Eğitimimiz kim ne derse desin dünya ülkeleriyle mukayese edildiğinde hiç de iyi durumda değil. Dünyanın yeni bir devrimin kapısını araladığı şu günlerde biz tüm uluslararası ölçümlerde son sıralara demir atmış gözüküyoruz.

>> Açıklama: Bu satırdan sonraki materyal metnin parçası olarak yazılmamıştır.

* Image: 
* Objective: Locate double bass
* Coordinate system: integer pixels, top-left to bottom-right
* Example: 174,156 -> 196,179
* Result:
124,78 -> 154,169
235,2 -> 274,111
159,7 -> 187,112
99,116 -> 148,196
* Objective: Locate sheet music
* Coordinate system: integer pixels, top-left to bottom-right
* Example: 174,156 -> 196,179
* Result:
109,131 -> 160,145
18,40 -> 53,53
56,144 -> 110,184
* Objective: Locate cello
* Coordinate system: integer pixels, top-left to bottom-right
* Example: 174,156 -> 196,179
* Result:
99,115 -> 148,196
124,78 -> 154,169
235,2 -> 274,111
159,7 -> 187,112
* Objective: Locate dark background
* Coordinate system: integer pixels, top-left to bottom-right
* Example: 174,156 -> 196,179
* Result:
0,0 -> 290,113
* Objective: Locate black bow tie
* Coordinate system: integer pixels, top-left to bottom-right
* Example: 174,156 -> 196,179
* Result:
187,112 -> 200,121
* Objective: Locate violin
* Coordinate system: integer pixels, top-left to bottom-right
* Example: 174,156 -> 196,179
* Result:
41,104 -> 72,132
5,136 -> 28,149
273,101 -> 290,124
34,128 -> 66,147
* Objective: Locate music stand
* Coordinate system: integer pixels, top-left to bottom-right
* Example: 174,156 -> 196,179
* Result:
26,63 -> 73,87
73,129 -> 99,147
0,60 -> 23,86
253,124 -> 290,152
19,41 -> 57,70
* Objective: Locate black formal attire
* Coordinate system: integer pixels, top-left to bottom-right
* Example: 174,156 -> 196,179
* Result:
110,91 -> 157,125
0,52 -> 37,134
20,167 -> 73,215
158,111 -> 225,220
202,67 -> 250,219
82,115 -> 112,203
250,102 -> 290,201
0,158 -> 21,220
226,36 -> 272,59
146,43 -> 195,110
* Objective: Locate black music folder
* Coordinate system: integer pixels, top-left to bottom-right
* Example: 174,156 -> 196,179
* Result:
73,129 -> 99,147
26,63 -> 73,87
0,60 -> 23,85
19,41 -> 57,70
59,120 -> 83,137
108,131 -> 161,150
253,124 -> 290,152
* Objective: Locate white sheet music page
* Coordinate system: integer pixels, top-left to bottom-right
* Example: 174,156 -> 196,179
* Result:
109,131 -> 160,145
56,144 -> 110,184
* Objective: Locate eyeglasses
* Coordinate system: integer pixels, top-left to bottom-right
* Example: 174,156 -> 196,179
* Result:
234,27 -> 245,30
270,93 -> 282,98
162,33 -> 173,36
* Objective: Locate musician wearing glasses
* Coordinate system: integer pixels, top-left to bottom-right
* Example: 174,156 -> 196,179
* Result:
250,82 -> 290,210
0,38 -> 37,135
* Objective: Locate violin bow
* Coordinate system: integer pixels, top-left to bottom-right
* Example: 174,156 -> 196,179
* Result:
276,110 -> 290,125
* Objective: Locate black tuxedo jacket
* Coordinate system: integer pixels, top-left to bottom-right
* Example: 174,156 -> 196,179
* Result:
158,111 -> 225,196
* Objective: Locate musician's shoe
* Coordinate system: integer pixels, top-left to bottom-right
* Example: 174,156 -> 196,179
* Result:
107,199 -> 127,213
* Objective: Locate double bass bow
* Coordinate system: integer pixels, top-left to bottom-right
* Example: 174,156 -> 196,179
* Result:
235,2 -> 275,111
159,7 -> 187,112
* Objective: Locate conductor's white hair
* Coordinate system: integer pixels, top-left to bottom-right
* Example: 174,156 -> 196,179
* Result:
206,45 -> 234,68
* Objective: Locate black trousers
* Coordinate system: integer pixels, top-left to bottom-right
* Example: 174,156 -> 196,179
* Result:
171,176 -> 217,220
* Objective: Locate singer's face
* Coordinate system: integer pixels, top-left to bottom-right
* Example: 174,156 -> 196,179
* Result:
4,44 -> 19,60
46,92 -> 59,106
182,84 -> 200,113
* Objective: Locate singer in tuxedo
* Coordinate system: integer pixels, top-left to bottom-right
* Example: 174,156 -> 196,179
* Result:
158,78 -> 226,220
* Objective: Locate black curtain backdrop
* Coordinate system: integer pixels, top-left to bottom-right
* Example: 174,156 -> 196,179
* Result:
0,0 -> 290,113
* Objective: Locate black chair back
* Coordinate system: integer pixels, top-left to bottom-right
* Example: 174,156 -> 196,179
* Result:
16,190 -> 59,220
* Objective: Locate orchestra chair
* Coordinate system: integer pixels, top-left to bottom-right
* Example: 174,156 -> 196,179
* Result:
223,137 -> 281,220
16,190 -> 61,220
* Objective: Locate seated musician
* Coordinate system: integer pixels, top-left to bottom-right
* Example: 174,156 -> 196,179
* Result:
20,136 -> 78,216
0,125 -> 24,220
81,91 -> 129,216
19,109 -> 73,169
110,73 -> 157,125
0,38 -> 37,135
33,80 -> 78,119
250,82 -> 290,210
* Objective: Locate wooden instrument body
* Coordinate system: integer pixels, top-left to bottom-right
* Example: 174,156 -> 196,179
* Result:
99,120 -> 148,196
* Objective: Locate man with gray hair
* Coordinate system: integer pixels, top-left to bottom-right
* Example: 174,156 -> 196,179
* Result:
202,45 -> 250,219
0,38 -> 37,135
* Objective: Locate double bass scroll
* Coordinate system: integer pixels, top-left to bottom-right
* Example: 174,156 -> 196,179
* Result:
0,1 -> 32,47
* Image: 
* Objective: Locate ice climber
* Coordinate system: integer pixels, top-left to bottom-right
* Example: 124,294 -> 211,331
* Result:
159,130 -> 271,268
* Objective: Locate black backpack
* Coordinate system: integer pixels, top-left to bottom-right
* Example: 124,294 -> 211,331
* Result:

Daha da vahimi aynı kültür dairesinde yer aldığımız ve kaderlerimizi karşılıklı olarak etkilediğimiz İslam aleminin durumu daha da kötü, daha da yürek yakıcı. Eğer bu günkü tavrımızı aynıyla sürdürürsek korkarım ki önümüzdeki elli yıl içinde İslam alemi çok daha gerilere düşecek ve diğer medeniyetlerle olan mesafeyi bir daha asla kapatamayacaktır.

Uzatmayacağım; yürek yangınıdır bendeki, ateşi harlayıp herkesi yakmak niyetinde değilim ama herkesin günlük kavgaları ve oyunları oynaşları bırakıp şu ve ya bu parti, şu veya bu mezhep ve meşrep demeden bir an önce bir milli şuur etrafında toplanması için de küçük bir kıvılcım çakmadan da edemeyeceğim. Siz bu feryadı, o kıvılcım sayısınız lütfen.